At the request of Congress, the Digital Promise Project, in partnership with the Federation of American Scientists, developed a road map for transforming teaching and learning with technology in the digital age. This road map was the basis for Section 802 of the 2008 Higher Education Opportunity Act, authorizing the National Center for Research in Advanced Information and Digital Technologies, also known as Digital Promise.
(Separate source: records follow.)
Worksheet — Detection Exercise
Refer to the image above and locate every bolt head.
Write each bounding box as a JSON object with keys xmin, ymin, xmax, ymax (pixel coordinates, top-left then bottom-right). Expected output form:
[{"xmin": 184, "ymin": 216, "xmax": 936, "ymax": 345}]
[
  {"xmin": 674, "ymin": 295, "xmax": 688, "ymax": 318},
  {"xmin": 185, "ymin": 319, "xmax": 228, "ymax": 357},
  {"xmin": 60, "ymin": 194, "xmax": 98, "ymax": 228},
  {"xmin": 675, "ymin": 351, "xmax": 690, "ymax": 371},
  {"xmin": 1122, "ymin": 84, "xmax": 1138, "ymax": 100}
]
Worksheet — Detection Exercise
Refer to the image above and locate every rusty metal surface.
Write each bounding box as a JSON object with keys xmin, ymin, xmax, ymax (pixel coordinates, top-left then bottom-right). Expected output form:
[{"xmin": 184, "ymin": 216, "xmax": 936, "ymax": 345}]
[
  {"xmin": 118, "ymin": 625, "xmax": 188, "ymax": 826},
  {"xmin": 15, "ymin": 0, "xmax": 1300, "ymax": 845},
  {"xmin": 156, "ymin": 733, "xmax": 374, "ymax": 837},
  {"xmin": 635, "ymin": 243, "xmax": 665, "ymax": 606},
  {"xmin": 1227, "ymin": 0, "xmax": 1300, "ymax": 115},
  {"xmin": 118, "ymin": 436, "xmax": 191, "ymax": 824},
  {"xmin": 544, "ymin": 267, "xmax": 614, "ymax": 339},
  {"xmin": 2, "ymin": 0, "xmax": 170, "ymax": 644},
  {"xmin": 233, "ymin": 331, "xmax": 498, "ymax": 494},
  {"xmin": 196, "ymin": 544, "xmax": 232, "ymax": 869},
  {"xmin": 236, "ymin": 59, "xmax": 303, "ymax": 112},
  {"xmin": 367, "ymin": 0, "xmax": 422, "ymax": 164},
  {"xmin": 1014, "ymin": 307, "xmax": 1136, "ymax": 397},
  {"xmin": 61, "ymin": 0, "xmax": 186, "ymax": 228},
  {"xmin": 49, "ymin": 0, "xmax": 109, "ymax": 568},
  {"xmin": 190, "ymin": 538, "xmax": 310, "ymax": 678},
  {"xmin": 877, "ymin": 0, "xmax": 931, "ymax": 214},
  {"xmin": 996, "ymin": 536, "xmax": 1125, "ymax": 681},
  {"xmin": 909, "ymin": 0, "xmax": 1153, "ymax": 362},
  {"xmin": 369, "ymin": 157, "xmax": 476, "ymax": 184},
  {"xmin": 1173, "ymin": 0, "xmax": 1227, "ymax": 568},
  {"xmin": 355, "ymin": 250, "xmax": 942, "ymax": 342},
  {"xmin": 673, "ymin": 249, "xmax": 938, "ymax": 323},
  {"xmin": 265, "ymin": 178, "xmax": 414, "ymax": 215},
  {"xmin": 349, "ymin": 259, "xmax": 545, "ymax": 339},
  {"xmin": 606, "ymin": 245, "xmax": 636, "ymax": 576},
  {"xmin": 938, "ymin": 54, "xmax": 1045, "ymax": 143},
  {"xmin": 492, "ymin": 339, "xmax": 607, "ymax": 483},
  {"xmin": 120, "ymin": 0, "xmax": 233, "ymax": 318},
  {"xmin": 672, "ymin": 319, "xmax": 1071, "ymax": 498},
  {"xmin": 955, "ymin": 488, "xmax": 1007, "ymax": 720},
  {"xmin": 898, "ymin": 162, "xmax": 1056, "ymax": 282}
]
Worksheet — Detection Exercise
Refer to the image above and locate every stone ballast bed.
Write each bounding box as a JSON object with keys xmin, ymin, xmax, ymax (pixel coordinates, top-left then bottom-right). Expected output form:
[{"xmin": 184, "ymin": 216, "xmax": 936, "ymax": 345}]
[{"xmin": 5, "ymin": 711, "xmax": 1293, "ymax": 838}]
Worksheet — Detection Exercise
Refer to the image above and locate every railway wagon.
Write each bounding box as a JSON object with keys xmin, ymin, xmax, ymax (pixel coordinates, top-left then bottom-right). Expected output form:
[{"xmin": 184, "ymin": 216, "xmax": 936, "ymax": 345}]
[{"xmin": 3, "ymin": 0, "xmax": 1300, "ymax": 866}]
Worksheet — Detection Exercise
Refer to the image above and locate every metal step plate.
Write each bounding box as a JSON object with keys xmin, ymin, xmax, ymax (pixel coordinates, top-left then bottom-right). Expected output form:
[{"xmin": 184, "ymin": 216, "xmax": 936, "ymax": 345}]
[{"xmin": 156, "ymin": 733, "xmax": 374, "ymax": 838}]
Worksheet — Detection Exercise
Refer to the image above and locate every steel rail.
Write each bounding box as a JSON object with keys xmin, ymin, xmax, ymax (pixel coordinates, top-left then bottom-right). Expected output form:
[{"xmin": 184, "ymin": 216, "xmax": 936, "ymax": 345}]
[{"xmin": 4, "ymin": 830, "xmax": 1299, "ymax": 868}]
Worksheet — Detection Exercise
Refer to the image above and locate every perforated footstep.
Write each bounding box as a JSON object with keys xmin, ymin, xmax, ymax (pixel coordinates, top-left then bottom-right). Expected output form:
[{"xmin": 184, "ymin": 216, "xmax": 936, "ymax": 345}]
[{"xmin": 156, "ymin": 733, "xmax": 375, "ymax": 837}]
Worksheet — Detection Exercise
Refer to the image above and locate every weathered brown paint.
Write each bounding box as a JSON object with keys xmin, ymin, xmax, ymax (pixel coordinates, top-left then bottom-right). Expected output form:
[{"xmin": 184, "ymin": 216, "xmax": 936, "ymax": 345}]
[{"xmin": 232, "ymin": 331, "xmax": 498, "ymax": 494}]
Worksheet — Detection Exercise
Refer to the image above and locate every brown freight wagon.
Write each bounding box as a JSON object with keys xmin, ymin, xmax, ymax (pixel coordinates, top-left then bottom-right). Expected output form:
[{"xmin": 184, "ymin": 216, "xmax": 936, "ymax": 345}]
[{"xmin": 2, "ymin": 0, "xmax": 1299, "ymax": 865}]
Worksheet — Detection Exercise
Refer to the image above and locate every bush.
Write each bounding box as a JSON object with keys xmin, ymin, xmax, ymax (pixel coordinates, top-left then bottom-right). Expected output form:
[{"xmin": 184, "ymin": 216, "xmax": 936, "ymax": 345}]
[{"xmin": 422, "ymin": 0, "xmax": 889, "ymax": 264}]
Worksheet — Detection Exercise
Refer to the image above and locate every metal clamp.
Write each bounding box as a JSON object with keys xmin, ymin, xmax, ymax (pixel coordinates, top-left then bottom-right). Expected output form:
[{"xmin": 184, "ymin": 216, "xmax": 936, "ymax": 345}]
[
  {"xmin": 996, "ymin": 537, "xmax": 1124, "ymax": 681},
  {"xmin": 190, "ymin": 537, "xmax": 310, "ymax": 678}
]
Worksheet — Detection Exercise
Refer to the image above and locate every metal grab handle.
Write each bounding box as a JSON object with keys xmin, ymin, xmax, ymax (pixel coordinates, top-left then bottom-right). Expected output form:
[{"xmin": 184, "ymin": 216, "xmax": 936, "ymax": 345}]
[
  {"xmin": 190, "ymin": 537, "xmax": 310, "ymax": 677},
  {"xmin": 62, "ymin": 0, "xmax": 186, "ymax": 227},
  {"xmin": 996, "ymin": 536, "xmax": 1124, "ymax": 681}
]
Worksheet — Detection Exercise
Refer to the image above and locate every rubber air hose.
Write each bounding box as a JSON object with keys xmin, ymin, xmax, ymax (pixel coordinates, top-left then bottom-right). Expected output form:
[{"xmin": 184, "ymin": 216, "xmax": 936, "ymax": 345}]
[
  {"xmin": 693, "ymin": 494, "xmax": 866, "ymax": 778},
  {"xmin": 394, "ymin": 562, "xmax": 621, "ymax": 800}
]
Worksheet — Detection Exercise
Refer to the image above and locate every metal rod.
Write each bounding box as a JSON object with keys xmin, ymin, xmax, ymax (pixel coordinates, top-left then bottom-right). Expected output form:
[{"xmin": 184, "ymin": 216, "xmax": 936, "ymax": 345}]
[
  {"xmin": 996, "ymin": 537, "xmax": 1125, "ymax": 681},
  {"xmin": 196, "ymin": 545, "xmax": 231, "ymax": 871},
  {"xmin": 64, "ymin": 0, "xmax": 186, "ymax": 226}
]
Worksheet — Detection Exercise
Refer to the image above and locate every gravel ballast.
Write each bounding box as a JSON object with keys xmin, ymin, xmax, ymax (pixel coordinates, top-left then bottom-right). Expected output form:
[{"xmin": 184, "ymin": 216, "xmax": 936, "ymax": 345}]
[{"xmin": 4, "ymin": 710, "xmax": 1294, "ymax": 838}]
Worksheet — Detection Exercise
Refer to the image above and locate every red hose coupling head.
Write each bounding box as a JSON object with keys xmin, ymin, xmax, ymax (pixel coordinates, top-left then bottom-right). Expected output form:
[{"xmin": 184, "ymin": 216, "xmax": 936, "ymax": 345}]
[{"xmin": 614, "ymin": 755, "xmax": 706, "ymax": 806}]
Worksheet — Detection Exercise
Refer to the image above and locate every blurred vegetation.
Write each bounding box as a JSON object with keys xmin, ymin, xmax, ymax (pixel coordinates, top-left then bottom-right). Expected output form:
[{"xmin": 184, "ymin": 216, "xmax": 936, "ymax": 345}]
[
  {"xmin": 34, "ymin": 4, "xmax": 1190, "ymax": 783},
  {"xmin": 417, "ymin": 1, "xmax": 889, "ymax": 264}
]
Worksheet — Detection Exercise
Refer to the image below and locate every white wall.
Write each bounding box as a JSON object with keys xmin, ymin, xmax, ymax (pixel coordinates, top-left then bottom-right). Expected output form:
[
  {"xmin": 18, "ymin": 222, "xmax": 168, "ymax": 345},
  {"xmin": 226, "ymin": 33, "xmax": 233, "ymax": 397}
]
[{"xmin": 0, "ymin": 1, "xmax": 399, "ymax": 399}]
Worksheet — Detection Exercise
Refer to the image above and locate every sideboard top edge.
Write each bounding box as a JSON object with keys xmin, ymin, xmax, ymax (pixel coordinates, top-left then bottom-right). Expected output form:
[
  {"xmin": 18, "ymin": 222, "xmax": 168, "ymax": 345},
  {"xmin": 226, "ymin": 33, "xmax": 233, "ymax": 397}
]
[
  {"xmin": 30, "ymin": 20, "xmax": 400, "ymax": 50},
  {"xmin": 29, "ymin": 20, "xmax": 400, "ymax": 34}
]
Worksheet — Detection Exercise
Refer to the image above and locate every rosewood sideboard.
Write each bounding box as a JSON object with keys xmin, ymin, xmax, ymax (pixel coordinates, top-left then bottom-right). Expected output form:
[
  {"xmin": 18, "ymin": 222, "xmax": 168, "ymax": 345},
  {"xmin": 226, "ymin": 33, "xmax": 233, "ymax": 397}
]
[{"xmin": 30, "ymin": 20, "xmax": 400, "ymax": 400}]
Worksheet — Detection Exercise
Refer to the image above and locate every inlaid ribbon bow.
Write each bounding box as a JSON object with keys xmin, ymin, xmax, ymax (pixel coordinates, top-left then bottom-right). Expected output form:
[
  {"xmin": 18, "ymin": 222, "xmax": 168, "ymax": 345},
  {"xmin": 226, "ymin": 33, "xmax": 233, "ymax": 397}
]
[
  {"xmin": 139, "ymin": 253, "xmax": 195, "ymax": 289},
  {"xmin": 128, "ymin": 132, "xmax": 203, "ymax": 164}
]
==Digital Promise's Initiatives==
League of Innovative Schools

In 2011, Digital Promise launched the League of Innovative Schools, a national coalition of school superintendents. The League represents a wide array of school districts—large and small, urban and rural, low-income and middle-class. Overall, it consists of 93 districts and education agencies across 33 states. By working together on shared priorities and partnering with entrepreneurs, researchers, and education leaders, League districts are pioneering innovative learning and leadership practices.

==Funding==
Digital Promise was launched with public and private funding from sources including the U.S. Department of Education, Bill and Melinda Gates Foundation, Carnegie Corporation of New York, William and Flora Hewlett Foundation, and its range of corporate partners.